Christopher McPartland, left, and ex-Suffolk District Attorney Thomas Spota, second from right, leave federal court in Central Islip with attorneys Wednesday. Credit: Barry Sloan

A federal judge said Wednesday that she intends to have the trial of former Suffolk District Attorney Thomas Spota and a key aide start as scheduled, after defense attorneys asked for a delay due to possible difficulties in getting emails of two prosecution witnesses who are unnamed Suffolk police officers.

The trial of Spota and the head of his anti-corruption unit, Christopher McPartland, on cover-up and obstruction charges in relation to the beating of a man by former Suffolk Police Chief James Burke, is scheduled to begin Nov. 12. It is expected to last three to four weeks.

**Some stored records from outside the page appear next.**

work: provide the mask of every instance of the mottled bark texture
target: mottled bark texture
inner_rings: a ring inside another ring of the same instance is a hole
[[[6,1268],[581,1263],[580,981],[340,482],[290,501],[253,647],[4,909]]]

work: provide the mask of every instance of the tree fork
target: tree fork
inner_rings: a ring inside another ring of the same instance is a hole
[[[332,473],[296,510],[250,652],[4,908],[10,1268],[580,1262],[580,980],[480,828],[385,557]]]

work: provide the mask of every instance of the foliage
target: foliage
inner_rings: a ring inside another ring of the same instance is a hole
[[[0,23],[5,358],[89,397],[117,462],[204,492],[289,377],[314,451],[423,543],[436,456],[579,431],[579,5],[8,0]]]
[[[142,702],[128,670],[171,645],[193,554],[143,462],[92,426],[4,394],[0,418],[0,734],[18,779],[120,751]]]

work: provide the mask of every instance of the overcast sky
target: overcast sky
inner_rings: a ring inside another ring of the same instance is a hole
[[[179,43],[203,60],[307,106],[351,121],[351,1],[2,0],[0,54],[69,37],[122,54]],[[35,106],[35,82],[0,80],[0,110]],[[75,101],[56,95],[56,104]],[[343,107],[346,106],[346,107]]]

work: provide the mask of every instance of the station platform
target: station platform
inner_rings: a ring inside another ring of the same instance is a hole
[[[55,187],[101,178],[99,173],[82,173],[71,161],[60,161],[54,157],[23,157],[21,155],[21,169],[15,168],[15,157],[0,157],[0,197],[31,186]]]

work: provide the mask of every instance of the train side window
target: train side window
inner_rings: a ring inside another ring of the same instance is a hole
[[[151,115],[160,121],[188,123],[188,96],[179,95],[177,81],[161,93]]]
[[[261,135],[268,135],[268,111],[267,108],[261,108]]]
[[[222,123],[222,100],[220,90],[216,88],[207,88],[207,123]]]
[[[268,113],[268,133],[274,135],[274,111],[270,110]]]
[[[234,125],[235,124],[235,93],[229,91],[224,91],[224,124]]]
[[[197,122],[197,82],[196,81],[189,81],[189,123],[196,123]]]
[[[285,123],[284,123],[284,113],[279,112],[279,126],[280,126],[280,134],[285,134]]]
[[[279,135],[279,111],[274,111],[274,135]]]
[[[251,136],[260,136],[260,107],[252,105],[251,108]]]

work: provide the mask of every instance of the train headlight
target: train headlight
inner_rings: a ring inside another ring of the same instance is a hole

At a hearing Wednesday, defense attorneys had asked for a trial delay of at least a week. U.S. District Judge Joan Azrack, at the federal court in Central Islip, denied that request.

Azrack, who has a number of other cases pending, said she might grant a delay of a day or two at most, but would issue an order to the vendor who has the emails to produce them as expeditiously as possible for the defense.

Federal prosecutors have said the email system for Suffolk County employees is so old-fashioned that to get the emails of people they were interested in, they had to get the records of all employees in bulk and spend hundreds of thousands of dollars for a vendor to extract those records. The email records that the government obtained were those of Spota, McPartland and seven other unnamed people, officials have said.

Defense attorneys had initially argued that the government should provide the two prosecution witnesses' emails to the defense because the government had all Suffolk employees' emails. But Azrack ruled that if the defense wanted emails of specific people, they should separately contract with the vendor and pay for them.

Prosecutors said they had no interest in obtaining the emails of the two prosecution witnesses,  according to court testimony.

Spota, 78, of Mount Sinai, and McPartland, 53, of Northport, are each charged with four felony counts in the cover-up and obstruction case involving the beating of a man in police custody by Spota’s longtime protégé Burke.

Burke, once the highest-ranking Suffolk uniformed police officer, had served most of a 46-month federal prison sentence and was released last year after pleading guilty in 2016 to obstruction of justice and violating the civil rights of Christopher Loeb, the man in custody. Loeb had been arrested for breaking into Burke’s department sport utility vehicle and stealing a duffel bag containing a police gun belt, ammunition, a box of cigars, and pornography.

Spota and McPartland are charged with conspiracy to tamper with witnesses and obstruct an official proceeding; witness tampering and obstruction of an official proceeding; obstruction of justice; and accessory after the fact to the deprivation of civil rights.   

Spota’s defense attorney, Alan Vinegrad, and McPartland’s defense attorney, Larry Krantz, declined to comment afterward, as did Eastern District federal prosecutors Lara Treinis Gatz, Nicole Boeckmann, Justina Geraci and Michael Maffei.